TRAVERSE CITY — Jack Segal sees local implications of the Ukrainian crisis even if it’s on the other side of the world.
First, there are the 416 people in Grand Traverse County the U.S. Census estimates have close Ukrainian ancestors. Then there’s the concern that U.S. involvement in a foreign crisis could distract us from issues at home.
“People of Ukrainian heritage don’t want to see war break out in their homeland,” Segal said. “Any money that’s committed to Ukraine is money we’re not going to commit to Michigan. It’s another demand, a serious financial demand, on us that diverts it from maybe higher priorities.”
Segal was involved in Ukrainian politics since the country split from the Soviet Union in 1991 until 2000. He now co-chairs the International Affairs Forum at Northwestern Michigan College.

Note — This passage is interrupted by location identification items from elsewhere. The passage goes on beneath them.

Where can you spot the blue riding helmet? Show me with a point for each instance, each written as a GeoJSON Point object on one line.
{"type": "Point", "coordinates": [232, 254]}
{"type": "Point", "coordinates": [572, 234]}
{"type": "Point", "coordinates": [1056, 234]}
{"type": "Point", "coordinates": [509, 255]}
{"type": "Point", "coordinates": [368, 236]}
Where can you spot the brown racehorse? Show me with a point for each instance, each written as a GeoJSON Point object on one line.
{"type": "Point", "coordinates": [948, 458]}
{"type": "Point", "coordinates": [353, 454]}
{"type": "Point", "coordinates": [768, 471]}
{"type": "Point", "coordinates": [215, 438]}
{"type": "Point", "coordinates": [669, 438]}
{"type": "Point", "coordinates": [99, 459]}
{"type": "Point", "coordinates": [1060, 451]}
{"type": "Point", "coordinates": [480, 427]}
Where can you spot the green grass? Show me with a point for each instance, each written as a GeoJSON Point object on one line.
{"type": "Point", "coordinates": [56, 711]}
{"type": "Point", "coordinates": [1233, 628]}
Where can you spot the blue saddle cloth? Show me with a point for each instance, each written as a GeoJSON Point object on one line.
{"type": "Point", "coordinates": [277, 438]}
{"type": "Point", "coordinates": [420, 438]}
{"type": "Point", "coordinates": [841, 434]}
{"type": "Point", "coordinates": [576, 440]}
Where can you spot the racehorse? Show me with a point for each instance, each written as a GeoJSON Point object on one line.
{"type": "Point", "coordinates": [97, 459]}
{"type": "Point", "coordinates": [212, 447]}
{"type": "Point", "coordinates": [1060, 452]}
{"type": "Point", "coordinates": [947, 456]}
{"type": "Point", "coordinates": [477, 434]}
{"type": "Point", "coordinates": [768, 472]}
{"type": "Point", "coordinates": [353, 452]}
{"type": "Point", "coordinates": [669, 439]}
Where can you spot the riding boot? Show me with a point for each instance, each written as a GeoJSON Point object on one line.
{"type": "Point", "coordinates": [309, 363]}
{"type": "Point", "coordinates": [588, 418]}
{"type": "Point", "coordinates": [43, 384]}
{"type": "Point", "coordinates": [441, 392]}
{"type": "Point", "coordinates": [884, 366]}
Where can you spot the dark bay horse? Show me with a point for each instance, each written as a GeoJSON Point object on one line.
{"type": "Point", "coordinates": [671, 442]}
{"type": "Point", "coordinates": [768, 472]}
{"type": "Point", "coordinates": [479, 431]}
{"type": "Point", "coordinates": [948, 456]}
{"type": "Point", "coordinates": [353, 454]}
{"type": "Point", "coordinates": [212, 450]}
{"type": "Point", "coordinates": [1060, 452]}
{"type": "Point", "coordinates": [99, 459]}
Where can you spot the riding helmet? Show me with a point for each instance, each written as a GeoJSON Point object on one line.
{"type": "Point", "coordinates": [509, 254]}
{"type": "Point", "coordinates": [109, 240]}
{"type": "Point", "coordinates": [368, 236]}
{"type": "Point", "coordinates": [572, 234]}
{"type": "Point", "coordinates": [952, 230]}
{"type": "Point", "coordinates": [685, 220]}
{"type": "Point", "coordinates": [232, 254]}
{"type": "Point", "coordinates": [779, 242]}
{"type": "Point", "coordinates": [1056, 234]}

Ukraine has long been divided between the northwest and southeast, two regions that typically vote for different candidates and speak different languages at home, Ukrainian in the northwest and Russian in the southeast.
“When I traveled in Ukraine, the cities in the east were Russian cities entirely,” Segal said. “The street language was clearly Russian.”

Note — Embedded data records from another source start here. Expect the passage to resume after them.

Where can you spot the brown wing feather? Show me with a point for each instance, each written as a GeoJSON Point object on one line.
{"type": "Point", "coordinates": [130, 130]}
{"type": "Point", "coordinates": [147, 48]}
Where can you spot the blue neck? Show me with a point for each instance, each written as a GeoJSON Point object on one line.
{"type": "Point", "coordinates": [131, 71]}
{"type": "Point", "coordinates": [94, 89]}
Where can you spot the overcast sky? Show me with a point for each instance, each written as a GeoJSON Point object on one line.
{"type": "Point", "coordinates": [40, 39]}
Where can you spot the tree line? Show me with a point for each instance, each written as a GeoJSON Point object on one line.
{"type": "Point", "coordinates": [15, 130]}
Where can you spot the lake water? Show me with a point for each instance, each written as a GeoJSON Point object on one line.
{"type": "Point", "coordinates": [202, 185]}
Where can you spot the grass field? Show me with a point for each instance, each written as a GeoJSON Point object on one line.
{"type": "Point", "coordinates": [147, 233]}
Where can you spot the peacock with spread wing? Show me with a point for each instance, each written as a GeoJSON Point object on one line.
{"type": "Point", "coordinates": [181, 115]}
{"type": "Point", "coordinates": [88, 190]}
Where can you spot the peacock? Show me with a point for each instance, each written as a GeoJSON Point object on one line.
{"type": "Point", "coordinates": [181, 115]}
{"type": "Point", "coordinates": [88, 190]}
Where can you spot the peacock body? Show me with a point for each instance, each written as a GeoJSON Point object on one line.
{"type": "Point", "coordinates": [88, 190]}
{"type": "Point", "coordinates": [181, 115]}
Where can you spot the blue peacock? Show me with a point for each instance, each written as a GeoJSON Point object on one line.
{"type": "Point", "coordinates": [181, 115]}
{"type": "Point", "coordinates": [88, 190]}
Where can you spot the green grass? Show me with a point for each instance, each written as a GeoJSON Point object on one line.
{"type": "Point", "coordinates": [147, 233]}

Segal said Ukraine also has the most productive farmland in the former Soviet Union and is home to sections of pipelines that supply Russian oil to Western Europe.

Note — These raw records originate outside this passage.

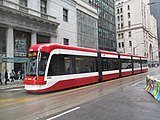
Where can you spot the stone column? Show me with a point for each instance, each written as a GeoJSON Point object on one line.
{"type": "Point", "coordinates": [33, 38]}
{"type": "Point", "coordinates": [10, 48]}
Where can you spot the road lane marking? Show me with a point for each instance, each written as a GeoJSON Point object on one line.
{"type": "Point", "coordinates": [16, 89]}
{"type": "Point", "coordinates": [59, 115]}
{"type": "Point", "coordinates": [136, 83]}
{"type": "Point", "coordinates": [22, 100]}
{"type": "Point", "coordinates": [6, 100]}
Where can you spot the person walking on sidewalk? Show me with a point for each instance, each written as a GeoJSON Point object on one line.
{"type": "Point", "coordinates": [6, 77]}
{"type": "Point", "coordinates": [12, 75]}
{"type": "Point", "coordinates": [1, 79]}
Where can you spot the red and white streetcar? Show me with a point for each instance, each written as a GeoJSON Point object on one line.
{"type": "Point", "coordinates": [53, 67]}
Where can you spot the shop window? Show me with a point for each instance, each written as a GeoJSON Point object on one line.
{"type": "Point", "coordinates": [23, 5]}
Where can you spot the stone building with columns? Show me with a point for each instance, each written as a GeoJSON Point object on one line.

It also has a history of corrupt politicians from both the parties — the one that favors western foreign policy and the one that favors Russian foreign policy.
The demonstrations that started three months ago were to protest President Viktor F. Yanukovych’s decision not to apply to the European Union but to align Ukraine with Russia instead. Segal said the demonstrations heated up when anti-Russia and radical groups got involved. Yanukovych fled after the Ukrainian parliament stripped him of his power on Thursday, Feb. 20.